I remember being the same way when my boys were little. My frustration tolerance was low and too many repetitive questions or mouth noises could push this mama over the edge.
The Bible talks about maintaining our composure and I think verses like this can certainly apply to parenthood.
"Understand this, my dear brothers and sisters: You must all be quick to listen, slow to speak, and slow to get angry. Human anger does not produce the righteousness God desires."~ James 1:19-20
Getting angry and frustrated with your kids doesn't fix any situation and it certainly doesn't make you feel good about yourself. Here are a few tips for staying cool even when the kids are having an off day:
- Count to 10. I know you've heard it before and it sounds cheesy but it really does help. If you can't count to 10, then at least count to 3. The point is to disengage your brain from your anger and give it time to think rationally.
- Figure out the root cause. Kids don't act out for no reason. Typically, they are over or under stimulated, tired, hungry, cranky or feeling out of sorts for some other reason. Figure out that reason and you can fix the underlying issue and everyone will have a better day.
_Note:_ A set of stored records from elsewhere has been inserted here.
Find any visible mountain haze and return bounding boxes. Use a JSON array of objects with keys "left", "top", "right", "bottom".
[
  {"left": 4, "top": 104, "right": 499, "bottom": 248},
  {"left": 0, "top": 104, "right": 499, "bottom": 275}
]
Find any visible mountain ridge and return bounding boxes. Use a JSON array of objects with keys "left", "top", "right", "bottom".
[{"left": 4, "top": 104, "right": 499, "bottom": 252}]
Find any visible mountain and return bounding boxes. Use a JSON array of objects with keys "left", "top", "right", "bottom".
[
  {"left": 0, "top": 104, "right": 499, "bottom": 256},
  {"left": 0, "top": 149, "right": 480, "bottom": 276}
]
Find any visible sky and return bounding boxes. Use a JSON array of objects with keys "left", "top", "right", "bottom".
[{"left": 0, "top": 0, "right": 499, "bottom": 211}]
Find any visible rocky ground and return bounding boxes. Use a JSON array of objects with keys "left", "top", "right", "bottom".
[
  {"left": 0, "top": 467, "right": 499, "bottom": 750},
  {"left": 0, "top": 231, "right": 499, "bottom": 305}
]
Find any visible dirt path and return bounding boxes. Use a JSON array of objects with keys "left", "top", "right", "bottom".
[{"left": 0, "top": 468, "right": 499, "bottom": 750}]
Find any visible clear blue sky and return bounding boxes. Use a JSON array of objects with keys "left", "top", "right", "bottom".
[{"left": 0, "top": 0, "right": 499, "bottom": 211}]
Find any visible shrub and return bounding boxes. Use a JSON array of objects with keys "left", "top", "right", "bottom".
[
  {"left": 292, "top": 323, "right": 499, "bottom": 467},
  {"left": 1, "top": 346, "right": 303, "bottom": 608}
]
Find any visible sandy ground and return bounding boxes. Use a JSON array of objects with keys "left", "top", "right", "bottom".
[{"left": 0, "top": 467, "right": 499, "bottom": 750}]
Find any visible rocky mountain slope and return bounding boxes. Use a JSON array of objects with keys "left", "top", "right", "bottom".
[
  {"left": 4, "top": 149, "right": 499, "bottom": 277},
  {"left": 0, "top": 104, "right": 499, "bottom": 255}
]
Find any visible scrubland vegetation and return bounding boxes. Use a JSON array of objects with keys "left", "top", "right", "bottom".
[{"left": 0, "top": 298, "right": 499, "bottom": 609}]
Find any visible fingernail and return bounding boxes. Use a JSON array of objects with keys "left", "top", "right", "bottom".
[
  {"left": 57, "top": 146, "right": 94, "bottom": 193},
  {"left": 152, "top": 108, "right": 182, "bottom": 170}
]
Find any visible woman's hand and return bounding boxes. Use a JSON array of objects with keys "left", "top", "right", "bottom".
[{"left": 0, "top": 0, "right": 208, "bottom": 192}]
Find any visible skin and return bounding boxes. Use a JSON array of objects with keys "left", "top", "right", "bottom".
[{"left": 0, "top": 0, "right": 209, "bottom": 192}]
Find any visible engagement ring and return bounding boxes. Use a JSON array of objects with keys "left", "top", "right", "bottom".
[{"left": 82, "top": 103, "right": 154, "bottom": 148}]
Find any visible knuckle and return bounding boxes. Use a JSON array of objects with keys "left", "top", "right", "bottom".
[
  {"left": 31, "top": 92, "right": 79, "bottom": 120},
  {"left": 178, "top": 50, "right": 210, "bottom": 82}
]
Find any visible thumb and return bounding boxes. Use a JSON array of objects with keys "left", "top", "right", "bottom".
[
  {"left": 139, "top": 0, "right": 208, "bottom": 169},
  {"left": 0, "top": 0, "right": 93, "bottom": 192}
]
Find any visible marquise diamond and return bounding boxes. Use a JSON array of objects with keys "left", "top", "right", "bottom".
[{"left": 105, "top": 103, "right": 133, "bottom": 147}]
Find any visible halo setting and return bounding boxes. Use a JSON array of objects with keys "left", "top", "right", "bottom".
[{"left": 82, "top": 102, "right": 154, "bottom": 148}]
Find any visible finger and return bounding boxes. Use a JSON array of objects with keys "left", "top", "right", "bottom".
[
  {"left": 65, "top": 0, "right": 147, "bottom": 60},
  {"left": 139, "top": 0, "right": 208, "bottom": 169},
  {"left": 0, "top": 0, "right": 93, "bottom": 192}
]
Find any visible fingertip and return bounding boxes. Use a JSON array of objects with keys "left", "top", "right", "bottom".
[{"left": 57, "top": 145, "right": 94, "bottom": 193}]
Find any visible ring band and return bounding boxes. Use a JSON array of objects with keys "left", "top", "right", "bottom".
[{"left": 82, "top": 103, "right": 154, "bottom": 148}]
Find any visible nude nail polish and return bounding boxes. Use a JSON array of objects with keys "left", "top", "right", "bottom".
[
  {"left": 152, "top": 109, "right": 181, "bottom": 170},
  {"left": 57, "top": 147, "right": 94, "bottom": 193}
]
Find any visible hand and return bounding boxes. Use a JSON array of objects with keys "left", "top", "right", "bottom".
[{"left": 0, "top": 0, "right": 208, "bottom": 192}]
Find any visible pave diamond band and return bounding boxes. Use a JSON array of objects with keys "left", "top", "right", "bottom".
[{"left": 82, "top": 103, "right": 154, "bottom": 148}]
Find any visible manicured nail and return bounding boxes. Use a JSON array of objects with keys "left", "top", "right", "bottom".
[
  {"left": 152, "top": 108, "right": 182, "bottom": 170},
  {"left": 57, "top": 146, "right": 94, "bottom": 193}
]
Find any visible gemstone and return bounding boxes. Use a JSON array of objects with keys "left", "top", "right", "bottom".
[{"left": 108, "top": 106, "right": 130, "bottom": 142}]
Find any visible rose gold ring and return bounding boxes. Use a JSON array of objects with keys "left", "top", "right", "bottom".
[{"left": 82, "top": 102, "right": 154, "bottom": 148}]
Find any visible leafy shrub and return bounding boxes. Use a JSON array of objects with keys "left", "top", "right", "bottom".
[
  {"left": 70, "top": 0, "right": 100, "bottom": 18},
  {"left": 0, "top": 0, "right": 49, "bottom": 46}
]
- Be consistent with discipline. You can't punish a child for a certain misbehavior one day and ignore the same behavior the next or your child will be confused about what you expect from them. Focus on a few target behaviors and be consistent with the consequences.
- Let go of the little things. If you are "on" your child about every little thing, you will both be cranky and irritated. You aren't perfect so it's unfair to expect your child to be.
- Stick to a schedule. Small kids respond better to routine. Have a bedtime routine, a mealtime routine, etc. It's okay to stray from your routine for a special occasion but the more a child knows what to expect, the better behaved they tend to be.
- Put yourself in timeout. It is okay to put a screaming child in their crib and go outside for a few minutes. Know your limits and if you are going to act out in anger or frustration, put your child in a safe place and remove yourself from the situation for a few minutes. Call a friend or mentor, pray, listen to music- do whatever will help you calm down before you press re-start and try again. We all get to that place at one time or another. It is better to take a break for a few minutes then to do something out of anger that you can't take back.